Last updated: May 12, 2003 - 7:02 pm UTC

Version: 8.1.5

Viewed 1000+ times

You Asked

hi tom:

I wanted to know whether there was any other way, faster than SQLLOADER (Direct & Parallel) to load data into Oracle tables.
I need to come up with a strategy to load literally 100's of millions of records into 8-10 field tables in batch as quickly as possible. I am aware of strategies like splitting data files, loading them with concurrent processes etc.

However, are there 3rd party tools that have strategies/methodologies to load this data faster than the native Oracle utility of SQLLOADER.

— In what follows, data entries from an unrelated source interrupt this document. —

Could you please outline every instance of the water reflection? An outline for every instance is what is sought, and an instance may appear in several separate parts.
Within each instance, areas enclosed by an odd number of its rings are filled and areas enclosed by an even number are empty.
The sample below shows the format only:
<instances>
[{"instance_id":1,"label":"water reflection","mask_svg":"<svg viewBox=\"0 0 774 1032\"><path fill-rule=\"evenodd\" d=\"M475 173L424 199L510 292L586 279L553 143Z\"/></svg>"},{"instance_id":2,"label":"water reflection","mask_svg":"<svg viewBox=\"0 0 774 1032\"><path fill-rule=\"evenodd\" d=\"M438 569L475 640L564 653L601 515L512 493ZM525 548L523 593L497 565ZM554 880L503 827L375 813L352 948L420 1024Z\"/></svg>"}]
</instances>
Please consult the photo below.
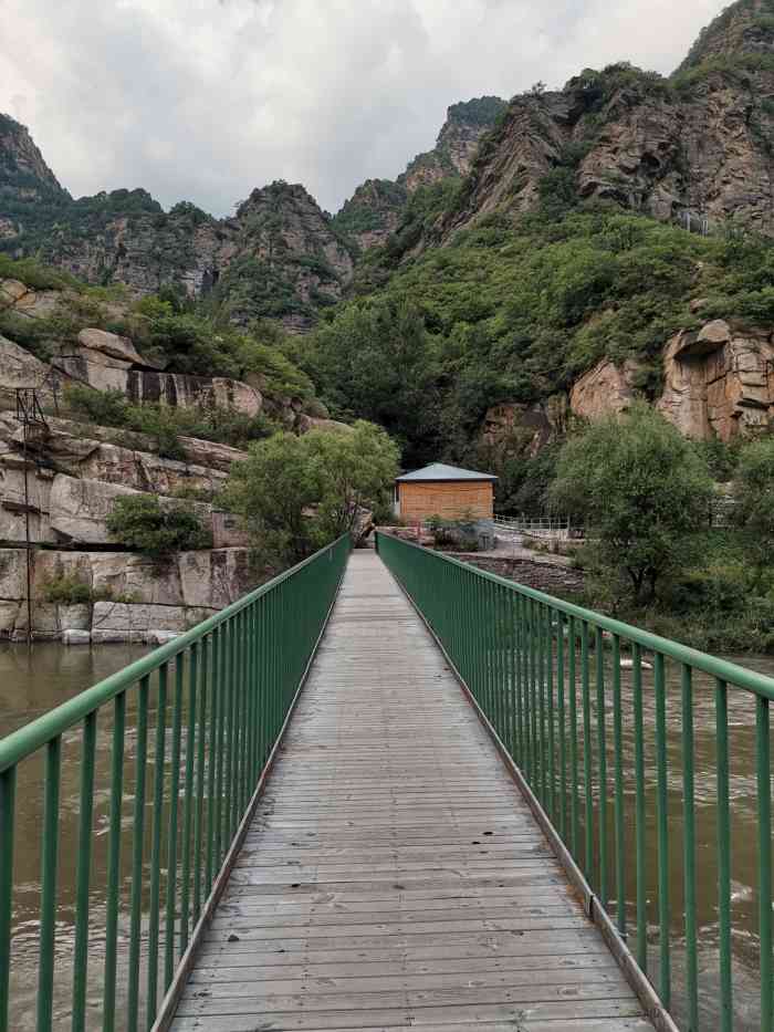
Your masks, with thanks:
<instances>
[{"instance_id":1,"label":"water reflection","mask_svg":"<svg viewBox=\"0 0 774 1032\"><path fill-rule=\"evenodd\" d=\"M0 737L20 728L65 700L147 653L139 645L104 645L96 648L65 648L60 644L0 646ZM101 716L97 731L96 789L94 803L94 861L90 894L91 925L96 932L105 926L105 877L107 863L107 820L111 719ZM129 728L133 722L129 721ZM81 731L73 729L62 740L62 792L60 806L59 911L56 920L54 1028L69 1026L74 946L74 889L80 806ZM127 734L127 755L132 753ZM43 815L43 755L39 751L19 767L14 842L14 896L11 952L10 1028L28 1032L35 1028L39 962L39 907L41 869L41 825ZM128 792L132 785L127 785ZM125 799L128 806L130 794ZM128 810L125 811L128 816ZM126 821L126 819L125 819ZM130 833L130 820L125 838ZM125 857L127 851L124 851ZM124 872L126 878L127 872ZM123 929L122 929L123 931ZM104 934L90 940L88 1028L100 1026L102 1007L101 973ZM125 951L125 944L119 950Z\"/></svg>"}]
</instances>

I realize this is a very generic question without much detail, but if you could throw some suggestions I would greatly appreciate it.

Thanks in advance !




and Tom said...

I would say -- no, there is nothing I am aware of that is faster then SQLLDR in parallel direct path mode. Since it writes database blocks directly, without going through the database engine, it will be faster then other 3rd party tools which do not have the ability to write directly to the datafiles.

If you are concerned about downtime on a live system or impacting a live system -- you could investigate transportable tablespaces. These would let you load onto a "non-live" system and then detach the already formatted datafiles (including indexes) and attach them to an existing instance in very little time.

Rating

  (4 ratings)

Is this answer out of date? If it is, please let us know via a Comment

Comments

A reader, November 27, 2002 - 11:55 am UTC

Would you prefer using parallel within the sqloader or running multiple parallel streams of sqlldr on the o/s level? If we have a DOP set on the table level, will sqlldr automatically invoke parallel load?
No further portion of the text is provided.